Nineteen-year-old Josh Mitchell had a different ticket out of Creek View: the Marines. But after his leg is blown off in Afghanistan, he returns home, a shell of the cocksure boy he used to be. What brings Skylar and Josh together is working at the Paradise—a quirky motel off California’s dusty Highway 99. Despite their differences, their shared isolation turns into an unexpected friendship and soon, something deeper.

MY TAKE:
I had this on my TBR pile for a while, and now that I've read it, I wish that I had gotten to it sooner.

In I'll Meet You There, Skylar dreams of finally getting out of her small town and studying art. However, things are going terribly for her mom, and Sky doesn't feel like she could leave her. Josh has just gotten back from Afghanistan, where he lost a leg to an IED. Aside from that, he's also struggling with PTSD. They become closer and start to consider if there's something more than friendship between them, but will they be able to overcame the challenges they still have to face.

While there were a few moments that bordered on cliche or predictable, as a whole, the book felt fresh and heart-wrenching to me.
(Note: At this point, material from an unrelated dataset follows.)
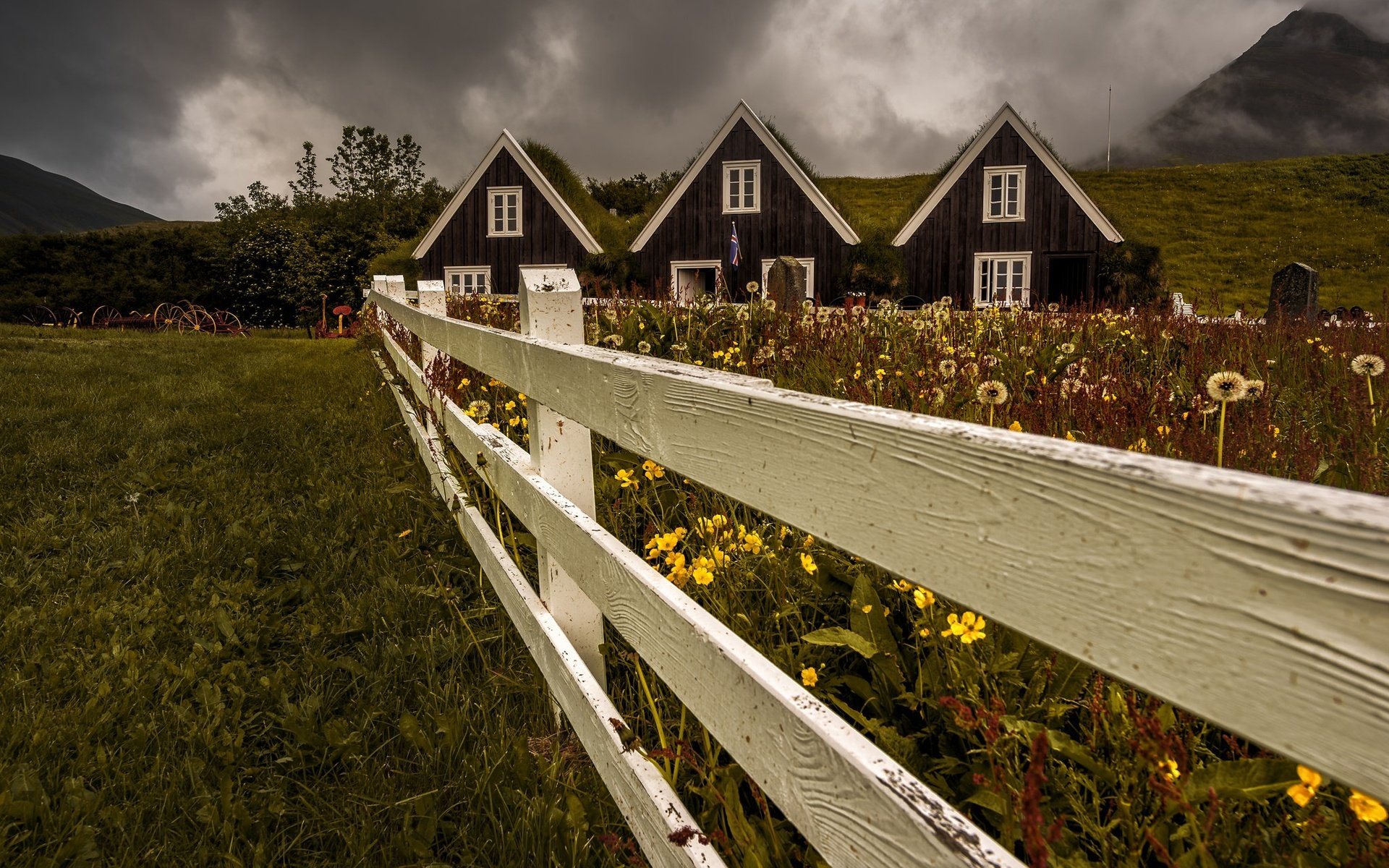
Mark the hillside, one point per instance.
(1314, 84)
(39, 202)
(1223, 229)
I was teary-eyed during quite a few scenes in the book. Josh and Skylar really go through a lot here, and I felt it all. All these things have happened to them, and while they try to fight it and persevere, sometimes it all feels like too much and that they're drowning and have nowhere to go. What's great, though, is that while they let themselves cry and angst it out, as it were, they pick themselves up and try to make things work.

The issues that the book deals with (PTSD and poverty) wasn't what I expected. I thought it was just going to be a run-of-the-mill romance. It wasn't, though. Sure, the romance played a big part in the story, but the romance wouldn't have been as successful if the things that Josh and Sky went through in their lives were just glossed over or handled with a heavy hand.

It was certainly an eye-opener for me, in the sense that while I was aware of PTSD and that it's not easy being an army family or girlfriend, I didn't think I actually got what it was like on an emotional level until I read this book.

I struggled when it came to deciding whether to rate this as four or five stars, since my rating was more of 4.5 stars. In the end, because the book gave me so much feels, and I was still thinking about it the day after reading it, I decided that this book deserves all five stars.

THE GOOD:

  1. It's not just a typical love story.
  2. It tackles sensitive topics honestly.
  3. It will give you feels.  

THE BAD:

  1. It may be too angsty for some. 

FAVORITE QUOTE/S:
If you could be anywhere in the world right now, where would you be?” I opened my mouth to say San Francisco or maybe Madrid—somewhere exotic. But what came out was, “Here. Right here.” 
READ IT IF:

  1. You like good-girl-playboy romances.
  2. You know someone who is struggling with PTSD.
  3. You are a military wife/girlfriend or know someone who is serving in the military.